El cerebro humano es como un juego de cartas; cuando se requiere “recuperar” algún concepto, idea o recuerdo, nuestra mente simplemente selecciona la baraja correspondiente, por asociación, integración, comparación o síntesis de información, a diferencia de, por ejemplo, una computadora, que maneja una secuencia lineal de datos, exclusivamente. Por lo tanto, guiándose por lo antes escrito, la asociación es uno de los elementos más importantes dentro de las funciones mentales del hombre/mujer.

Porque tan solo una palabra puede generar una corriente de conciencia que conecte a todo un mosaico conceptos e ideas.

Watzlavick ( 1967 ) cataloga cada hemisferio del cerebro con seguridad como dos entidades independientes en cierta manera, dos cerebros. Mientras que el hemisferio derecho se centra en aspectos del intelecto tales como la percepción de espacio o la imaginación, el hemisferio izquierdo controla las habilidades mentales como la lógica o la secuencia numérica. En este sentido algunas personas tienden a clasificar al ser humano en función del predominio hemisférico que posee, hecho que resulta contraproducente, al limitar al individuo, evitando que desarrolle su lado no dominante.

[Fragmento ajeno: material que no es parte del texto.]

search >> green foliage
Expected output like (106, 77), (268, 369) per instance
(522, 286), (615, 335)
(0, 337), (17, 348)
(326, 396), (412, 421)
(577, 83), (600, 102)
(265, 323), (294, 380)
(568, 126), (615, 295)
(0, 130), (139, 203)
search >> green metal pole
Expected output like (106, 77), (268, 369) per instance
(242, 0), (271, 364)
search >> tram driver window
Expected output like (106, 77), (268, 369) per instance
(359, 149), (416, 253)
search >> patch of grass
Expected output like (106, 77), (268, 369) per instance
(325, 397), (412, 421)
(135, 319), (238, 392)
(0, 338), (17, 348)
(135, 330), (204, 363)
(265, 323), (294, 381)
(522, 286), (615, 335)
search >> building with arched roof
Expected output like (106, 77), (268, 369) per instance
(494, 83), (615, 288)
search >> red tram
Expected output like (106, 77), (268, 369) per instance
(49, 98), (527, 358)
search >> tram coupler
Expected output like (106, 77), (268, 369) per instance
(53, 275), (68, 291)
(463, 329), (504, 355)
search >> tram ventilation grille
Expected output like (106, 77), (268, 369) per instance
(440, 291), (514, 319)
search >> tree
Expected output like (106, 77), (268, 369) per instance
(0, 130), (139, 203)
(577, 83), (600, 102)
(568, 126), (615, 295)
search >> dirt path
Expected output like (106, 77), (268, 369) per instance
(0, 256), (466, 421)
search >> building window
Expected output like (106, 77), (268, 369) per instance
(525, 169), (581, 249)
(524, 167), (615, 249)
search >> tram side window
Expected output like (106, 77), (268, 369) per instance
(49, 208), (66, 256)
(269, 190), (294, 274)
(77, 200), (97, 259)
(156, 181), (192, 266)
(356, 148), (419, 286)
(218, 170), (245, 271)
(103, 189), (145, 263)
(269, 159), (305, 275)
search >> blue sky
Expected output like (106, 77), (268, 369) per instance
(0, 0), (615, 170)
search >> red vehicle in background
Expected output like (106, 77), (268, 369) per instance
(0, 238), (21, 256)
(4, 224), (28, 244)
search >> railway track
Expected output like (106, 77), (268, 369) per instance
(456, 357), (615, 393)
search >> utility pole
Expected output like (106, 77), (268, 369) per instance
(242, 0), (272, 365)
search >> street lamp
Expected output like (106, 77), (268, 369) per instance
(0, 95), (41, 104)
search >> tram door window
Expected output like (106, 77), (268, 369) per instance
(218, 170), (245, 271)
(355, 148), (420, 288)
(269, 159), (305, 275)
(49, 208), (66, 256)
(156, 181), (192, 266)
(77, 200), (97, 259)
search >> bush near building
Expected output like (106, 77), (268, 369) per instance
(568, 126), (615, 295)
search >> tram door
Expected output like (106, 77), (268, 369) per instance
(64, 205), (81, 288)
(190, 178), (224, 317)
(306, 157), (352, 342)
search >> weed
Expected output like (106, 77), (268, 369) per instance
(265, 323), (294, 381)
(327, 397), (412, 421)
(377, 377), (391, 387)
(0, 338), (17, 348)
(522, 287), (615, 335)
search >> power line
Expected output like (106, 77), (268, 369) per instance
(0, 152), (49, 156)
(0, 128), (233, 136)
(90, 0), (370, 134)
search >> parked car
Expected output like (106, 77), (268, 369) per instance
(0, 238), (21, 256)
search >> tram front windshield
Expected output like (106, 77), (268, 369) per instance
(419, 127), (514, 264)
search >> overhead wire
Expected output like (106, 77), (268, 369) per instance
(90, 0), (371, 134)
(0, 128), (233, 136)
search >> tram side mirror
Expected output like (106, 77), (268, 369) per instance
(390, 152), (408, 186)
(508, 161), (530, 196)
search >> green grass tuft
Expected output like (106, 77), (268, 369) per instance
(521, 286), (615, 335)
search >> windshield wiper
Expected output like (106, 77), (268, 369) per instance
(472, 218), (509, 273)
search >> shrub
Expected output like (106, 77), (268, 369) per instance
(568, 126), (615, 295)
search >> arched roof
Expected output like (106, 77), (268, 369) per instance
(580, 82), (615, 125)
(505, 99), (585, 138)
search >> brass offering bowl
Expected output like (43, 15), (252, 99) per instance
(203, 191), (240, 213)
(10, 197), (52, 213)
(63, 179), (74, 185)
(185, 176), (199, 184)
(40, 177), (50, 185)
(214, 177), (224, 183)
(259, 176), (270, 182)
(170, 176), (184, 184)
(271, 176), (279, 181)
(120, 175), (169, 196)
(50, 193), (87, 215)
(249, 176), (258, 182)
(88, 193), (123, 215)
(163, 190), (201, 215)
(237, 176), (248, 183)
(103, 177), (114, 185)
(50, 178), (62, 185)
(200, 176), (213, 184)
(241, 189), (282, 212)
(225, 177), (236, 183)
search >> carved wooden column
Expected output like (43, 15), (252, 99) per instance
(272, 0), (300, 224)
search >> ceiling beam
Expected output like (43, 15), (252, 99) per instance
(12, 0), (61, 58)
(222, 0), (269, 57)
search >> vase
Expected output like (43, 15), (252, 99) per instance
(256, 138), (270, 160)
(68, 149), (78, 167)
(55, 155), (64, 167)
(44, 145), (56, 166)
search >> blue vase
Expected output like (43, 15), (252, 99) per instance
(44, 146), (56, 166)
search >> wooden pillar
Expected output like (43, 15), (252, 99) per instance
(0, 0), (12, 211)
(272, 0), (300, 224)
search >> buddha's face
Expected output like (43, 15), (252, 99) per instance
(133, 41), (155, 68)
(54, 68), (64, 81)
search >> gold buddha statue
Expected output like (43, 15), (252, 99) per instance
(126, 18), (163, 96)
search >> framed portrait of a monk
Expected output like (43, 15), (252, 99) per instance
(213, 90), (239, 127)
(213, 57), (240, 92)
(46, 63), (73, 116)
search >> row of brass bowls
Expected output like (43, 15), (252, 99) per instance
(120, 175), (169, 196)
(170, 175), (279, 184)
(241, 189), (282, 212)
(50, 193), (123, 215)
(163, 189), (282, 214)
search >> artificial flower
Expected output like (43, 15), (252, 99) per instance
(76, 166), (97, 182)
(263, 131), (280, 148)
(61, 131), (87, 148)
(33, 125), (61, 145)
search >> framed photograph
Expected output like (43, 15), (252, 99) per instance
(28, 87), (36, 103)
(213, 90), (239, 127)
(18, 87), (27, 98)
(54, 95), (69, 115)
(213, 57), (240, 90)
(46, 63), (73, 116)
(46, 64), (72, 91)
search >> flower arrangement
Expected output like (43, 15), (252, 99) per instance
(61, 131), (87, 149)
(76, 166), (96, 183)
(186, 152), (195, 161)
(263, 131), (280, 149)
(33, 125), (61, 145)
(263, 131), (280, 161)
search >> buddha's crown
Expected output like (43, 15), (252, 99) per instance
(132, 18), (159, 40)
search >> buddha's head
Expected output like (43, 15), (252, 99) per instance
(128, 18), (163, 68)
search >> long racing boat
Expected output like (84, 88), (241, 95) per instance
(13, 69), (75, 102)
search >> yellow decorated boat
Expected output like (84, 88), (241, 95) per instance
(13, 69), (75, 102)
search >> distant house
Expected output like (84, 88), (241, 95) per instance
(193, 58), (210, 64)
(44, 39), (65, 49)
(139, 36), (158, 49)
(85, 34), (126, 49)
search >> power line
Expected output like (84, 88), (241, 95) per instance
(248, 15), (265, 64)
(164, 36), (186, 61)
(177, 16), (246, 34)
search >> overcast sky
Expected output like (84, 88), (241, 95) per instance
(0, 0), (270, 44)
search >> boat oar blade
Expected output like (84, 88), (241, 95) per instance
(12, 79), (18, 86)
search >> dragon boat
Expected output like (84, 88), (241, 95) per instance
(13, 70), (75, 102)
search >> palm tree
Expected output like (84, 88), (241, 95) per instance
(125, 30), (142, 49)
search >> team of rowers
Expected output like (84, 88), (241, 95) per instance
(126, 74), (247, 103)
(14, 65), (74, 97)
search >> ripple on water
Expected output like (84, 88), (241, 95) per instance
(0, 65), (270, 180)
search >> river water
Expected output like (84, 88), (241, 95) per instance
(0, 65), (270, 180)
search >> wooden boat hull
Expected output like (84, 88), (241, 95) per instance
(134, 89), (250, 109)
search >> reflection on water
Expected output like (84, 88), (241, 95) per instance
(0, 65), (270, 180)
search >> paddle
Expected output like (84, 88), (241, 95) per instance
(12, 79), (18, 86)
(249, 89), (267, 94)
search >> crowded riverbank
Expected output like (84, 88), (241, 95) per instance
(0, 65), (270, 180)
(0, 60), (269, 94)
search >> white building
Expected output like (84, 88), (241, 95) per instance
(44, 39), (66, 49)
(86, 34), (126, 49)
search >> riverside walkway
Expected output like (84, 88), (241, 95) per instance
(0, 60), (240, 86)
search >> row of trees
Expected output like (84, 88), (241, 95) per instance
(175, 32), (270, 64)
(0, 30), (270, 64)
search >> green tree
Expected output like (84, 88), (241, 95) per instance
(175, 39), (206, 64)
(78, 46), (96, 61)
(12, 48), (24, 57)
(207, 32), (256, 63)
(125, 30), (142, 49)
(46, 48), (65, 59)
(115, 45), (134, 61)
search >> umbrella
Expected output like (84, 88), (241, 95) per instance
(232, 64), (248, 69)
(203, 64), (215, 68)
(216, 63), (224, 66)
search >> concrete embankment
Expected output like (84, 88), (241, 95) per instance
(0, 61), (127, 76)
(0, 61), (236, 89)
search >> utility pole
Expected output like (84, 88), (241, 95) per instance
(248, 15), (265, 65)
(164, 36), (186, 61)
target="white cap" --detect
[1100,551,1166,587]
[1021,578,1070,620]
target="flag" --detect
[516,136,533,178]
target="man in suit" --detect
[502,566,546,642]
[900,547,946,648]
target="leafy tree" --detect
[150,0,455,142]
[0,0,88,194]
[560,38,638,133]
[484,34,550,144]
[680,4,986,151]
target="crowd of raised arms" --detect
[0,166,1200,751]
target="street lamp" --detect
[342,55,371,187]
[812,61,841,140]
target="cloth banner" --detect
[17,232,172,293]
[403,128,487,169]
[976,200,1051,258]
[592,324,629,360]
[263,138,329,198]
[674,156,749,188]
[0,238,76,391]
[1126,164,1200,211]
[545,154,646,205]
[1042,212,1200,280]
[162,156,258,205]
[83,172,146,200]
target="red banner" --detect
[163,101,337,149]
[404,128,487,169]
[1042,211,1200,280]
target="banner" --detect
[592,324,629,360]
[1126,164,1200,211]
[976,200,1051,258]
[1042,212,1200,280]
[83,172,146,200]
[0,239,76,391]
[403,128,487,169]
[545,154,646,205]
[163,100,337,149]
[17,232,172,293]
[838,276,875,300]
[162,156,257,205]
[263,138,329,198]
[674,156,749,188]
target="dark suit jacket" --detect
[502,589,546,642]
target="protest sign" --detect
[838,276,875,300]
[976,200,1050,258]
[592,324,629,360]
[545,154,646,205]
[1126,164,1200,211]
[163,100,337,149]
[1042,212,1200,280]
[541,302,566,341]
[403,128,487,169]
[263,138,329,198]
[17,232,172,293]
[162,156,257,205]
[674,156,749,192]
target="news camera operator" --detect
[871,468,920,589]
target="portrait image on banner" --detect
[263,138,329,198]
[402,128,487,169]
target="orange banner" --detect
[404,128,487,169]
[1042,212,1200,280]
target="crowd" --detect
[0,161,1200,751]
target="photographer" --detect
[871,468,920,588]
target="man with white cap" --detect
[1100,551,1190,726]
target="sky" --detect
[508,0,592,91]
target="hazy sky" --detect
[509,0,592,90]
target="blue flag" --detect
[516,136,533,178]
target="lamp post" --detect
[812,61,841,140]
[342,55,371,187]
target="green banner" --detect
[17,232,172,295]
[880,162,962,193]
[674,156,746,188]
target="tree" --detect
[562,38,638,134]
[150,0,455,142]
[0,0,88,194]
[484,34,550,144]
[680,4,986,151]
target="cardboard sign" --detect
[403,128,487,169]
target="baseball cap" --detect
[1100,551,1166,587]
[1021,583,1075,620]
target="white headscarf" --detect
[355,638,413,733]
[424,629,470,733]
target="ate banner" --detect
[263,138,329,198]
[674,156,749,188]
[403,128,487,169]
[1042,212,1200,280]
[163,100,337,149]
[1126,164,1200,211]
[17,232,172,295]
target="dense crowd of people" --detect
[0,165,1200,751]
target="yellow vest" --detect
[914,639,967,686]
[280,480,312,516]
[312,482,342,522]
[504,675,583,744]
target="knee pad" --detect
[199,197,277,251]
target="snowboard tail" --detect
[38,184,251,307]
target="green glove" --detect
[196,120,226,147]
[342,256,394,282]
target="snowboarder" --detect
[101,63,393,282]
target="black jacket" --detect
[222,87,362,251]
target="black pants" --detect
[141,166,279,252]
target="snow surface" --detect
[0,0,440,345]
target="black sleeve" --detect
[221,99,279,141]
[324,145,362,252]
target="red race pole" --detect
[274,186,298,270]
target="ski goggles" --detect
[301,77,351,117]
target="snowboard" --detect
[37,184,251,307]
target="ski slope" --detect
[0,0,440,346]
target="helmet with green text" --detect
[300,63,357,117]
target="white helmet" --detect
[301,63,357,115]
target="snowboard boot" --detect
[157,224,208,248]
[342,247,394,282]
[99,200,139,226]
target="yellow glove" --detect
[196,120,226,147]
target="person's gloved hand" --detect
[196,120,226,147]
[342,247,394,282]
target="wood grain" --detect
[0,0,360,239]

Las técnicas desarrolladas por el psicólogo inglés Tony Buzan ( 1996 ) abordan a fondo la manera en que se toman notas, encontrando que lo más común es a) escribir una transcripción completa, b) escribir un resumen o c) escribir sólo palabras clave. Es claro, que el uso de palabras clave, se convierte en estímulo capaz de generar la ya antes mencionada corriente de conciencia.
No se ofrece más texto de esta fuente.